Earlier on, VP Chiwenga had told delegates that Zimbabwe was forging ahead with fulfilling its obligations to international undertakings on population management and sexual reproductive health. 

VP Chiwenga said this is further buttressed by the appointment of national agencies and taskforces to push for the attainment of these goals with President Mnangagwa personally monitoring their work. 

“To show how seriously we take this human rights issue of family planning . . . may I hasten to say, ladies and gentlemen, that the Head of State and President of the Republic of Zimbabwe takes the performance of agencies such as the Zimbabwe National Family Planning Council seriously,” said the VP. 

“In this regard, the board chairperson and the chief executive officer sign their annual Performance Contracts in front of His Excellency the President, with quarterly appraisals done, in order to track performance.”

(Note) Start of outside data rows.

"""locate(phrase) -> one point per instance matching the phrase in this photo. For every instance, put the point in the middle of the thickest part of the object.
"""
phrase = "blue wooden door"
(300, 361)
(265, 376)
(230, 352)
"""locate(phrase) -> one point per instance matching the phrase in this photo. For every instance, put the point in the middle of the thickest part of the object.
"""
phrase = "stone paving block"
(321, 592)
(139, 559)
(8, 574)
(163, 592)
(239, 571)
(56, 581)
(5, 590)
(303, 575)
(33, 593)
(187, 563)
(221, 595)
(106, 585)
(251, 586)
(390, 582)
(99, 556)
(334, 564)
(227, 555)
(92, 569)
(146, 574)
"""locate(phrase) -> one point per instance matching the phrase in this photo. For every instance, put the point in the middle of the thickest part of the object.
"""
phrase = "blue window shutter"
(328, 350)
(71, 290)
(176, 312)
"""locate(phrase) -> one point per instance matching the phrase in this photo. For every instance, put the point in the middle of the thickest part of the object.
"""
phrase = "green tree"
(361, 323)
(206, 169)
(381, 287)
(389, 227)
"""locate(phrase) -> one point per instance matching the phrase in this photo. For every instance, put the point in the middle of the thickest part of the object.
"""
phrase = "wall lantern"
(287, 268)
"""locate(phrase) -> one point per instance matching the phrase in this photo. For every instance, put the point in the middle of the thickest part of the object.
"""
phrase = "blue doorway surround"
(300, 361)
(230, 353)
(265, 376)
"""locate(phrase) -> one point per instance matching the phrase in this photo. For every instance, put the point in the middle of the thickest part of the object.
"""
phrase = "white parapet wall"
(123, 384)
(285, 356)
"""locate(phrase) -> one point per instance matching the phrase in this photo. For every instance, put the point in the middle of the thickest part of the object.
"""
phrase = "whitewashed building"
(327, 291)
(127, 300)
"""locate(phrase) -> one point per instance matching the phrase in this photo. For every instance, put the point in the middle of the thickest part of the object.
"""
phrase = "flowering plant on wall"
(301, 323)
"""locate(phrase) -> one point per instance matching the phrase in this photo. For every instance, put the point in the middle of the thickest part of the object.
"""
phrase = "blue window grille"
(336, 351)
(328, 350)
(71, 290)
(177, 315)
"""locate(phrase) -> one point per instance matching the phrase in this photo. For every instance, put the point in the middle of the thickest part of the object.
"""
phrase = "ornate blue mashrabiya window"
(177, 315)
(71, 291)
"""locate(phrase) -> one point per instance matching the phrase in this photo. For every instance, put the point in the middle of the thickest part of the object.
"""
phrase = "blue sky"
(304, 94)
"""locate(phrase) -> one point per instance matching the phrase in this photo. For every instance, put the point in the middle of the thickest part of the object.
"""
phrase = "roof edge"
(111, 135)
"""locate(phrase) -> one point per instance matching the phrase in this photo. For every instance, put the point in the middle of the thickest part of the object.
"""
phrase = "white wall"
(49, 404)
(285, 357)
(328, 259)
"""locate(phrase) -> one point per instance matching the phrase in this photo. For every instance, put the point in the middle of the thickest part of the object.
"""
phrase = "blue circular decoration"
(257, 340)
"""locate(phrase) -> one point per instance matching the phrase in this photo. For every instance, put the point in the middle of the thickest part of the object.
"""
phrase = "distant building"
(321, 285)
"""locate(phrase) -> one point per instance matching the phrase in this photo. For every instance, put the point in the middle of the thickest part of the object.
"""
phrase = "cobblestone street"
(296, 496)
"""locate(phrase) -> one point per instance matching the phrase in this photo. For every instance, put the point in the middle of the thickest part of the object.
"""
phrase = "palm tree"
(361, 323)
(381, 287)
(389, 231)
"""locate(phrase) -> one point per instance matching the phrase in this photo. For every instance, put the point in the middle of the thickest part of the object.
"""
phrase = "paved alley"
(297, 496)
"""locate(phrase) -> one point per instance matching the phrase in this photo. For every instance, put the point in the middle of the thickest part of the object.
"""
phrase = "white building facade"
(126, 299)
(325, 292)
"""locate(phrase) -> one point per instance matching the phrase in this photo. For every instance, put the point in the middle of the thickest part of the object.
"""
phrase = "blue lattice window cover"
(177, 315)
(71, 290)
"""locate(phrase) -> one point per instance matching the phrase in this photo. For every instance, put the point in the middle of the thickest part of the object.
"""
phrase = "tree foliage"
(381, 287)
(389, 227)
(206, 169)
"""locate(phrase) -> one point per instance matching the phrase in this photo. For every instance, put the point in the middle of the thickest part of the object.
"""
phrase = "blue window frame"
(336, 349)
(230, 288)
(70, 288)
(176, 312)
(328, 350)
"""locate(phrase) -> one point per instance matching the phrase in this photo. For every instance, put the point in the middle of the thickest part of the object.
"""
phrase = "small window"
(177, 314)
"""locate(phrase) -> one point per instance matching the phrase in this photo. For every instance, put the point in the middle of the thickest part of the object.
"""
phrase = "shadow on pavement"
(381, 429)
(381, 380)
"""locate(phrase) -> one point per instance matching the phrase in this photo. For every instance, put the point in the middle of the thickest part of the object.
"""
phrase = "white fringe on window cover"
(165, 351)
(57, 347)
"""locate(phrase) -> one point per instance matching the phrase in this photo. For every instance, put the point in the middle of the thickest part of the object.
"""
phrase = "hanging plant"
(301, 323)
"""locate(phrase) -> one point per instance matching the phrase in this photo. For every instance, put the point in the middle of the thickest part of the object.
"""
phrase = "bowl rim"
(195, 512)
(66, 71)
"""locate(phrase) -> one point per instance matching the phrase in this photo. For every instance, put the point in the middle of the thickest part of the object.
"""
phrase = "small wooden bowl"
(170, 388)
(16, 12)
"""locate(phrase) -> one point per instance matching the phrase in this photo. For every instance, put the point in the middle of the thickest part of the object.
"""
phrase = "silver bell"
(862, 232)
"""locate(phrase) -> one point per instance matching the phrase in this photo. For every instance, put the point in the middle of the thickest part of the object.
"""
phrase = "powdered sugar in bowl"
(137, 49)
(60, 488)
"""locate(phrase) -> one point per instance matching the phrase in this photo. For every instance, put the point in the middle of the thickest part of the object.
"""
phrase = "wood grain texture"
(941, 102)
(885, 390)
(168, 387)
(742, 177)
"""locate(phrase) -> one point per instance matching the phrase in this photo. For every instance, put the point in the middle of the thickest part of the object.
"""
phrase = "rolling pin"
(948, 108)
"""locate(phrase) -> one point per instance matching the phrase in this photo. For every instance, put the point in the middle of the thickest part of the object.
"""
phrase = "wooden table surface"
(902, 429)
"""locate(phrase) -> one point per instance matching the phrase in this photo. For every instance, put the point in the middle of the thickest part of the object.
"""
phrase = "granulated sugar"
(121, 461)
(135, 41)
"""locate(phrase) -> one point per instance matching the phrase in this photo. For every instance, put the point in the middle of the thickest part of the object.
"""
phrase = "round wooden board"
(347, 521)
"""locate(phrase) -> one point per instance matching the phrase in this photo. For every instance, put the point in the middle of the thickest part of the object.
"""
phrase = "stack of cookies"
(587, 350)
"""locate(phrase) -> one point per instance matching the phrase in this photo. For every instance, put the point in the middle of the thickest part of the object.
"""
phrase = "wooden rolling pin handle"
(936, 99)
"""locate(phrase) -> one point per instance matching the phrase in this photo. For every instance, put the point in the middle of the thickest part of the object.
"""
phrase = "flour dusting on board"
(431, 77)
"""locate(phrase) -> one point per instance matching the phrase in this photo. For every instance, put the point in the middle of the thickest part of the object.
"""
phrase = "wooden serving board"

Zimbabwe’s population is still growing, although the birth rate is now close to replacement levels. This is because of other health initiatives that have seen more people living longer, so there are a lot of people born when birth rates were far higher who are still middle-aged. 

Zimbabwe’s birth rates fell as a direct result of the major effort made in the 1980s to ensure all girls had a full secondary education, coupled with access to reproductive health services and good primary health care for babies and toddlers. 

There was no compulsion but UNFPA has noted that educating girls and women and ensuring they have access to the health services they want for themselves and their children means that women are able to make decisions and to act on what they decide.